Part 3 transitions into a discussion of Wirzba’s proposed response to the problems and applications of the fundamental principles. He begins, referencing Charles Taylor’s analysis, by pointing to the need for a re-sacralization of this world. Such a reenchantment of nature begins with religious accounts of creation, which should be updated to accommodate contemporary scientific understandings. While Wirzba is open to thematic elements from various Indigenous cultures, he is particularly concerned to highlight his own appreciation of the concept of creation through Christ as a way to emphasize the goodness of the physical world. Within this world, humans are creatures who are meant to feel at home and are moved to be creative within their given contexts. Human flourishing is not to be found by transcending the bounds of this world, but by entering into it deeply and engaging with it beautifully for the good of all of creation. That, for Wirzba, is what it means to live a sacred life.

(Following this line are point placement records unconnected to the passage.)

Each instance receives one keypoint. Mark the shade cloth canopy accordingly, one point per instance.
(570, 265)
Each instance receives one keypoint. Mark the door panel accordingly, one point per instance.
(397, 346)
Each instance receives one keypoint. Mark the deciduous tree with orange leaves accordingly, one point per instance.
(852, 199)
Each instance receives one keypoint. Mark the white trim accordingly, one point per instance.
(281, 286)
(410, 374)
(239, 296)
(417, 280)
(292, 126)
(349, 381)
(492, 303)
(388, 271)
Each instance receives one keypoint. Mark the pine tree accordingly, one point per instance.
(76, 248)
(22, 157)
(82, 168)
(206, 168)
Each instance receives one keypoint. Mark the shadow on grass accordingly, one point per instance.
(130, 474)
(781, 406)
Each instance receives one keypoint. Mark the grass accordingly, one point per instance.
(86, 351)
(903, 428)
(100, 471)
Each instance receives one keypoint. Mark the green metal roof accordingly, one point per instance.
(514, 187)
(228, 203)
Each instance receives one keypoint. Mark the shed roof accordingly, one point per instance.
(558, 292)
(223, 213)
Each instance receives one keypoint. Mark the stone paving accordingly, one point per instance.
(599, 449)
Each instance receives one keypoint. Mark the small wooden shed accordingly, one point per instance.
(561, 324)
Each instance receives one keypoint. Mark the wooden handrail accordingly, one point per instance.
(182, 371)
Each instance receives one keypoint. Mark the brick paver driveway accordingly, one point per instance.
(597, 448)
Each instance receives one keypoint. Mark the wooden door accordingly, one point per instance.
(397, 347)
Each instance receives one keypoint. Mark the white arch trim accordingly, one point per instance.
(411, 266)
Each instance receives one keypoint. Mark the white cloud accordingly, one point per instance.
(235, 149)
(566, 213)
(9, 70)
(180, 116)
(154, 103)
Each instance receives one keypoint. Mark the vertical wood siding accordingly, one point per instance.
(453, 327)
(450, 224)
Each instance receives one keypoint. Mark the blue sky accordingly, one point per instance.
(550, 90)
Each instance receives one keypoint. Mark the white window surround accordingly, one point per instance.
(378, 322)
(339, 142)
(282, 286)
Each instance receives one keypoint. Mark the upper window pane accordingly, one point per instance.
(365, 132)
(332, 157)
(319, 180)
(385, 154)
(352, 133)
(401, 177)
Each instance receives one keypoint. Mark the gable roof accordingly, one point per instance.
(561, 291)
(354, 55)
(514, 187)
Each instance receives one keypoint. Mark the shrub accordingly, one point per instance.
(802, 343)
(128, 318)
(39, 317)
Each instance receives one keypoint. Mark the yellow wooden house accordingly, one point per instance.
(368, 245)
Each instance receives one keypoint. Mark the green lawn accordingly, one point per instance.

There is much to be commended in Wirzba’s careful handling of the question of modernity and his invitation to be healers and creators within a good world that has been much marred by human activity. Wirzba rightly rejects extreme approaches to environmentalism that see humanity as parasitical. He also avoids the opposite error that ignores the potential damage humans can inflict. This is a thoughtful book that deserves careful attention by those evaluating the place of humanity in the created order.

At the same time, the benefits of Wirzba’s theories are constricted by inadequate consideration of the importance of the resurrection—both Christ’s and the future resurrection of all humans. For Wirzba, the “resurrection life is a new form and modality of life” (p. 207), which is distinctly this-worldly and of the present age. In his attempt to re-sacralize creation, Wirzba seems to reject the eschatological aspects of the resurrection in favor of pursuing the fullness of the resurrected life now (p. 136). It is telling that even as Wirzba considers Christ as creator, emphasizing his participation in creation through the incarnation, he offers little analysis of how Christ’s transformative resurrection and ascension should impact the human imagination. The literal, physical resurrection of Christ is the central fact of all creation history. It should directly shape the relationship of human beings to the created order. The realization that the body we inhabit in this earthly life will be resurrected and redeemed for eternity inspires us to treat all of creation with dignity, since it too will be renewed at the end of the age. That such consideration is largely absent from this volume limits the vision of hope that otherwise could have been offered.


Andrew J. Spencer

Andrew Spencer is a PhD candidate in theological studies at Southeastern Baptist Theological Seminary and director of assessment and institutional research at Oklahoma Baptist University in Shawnee, Oklahoma.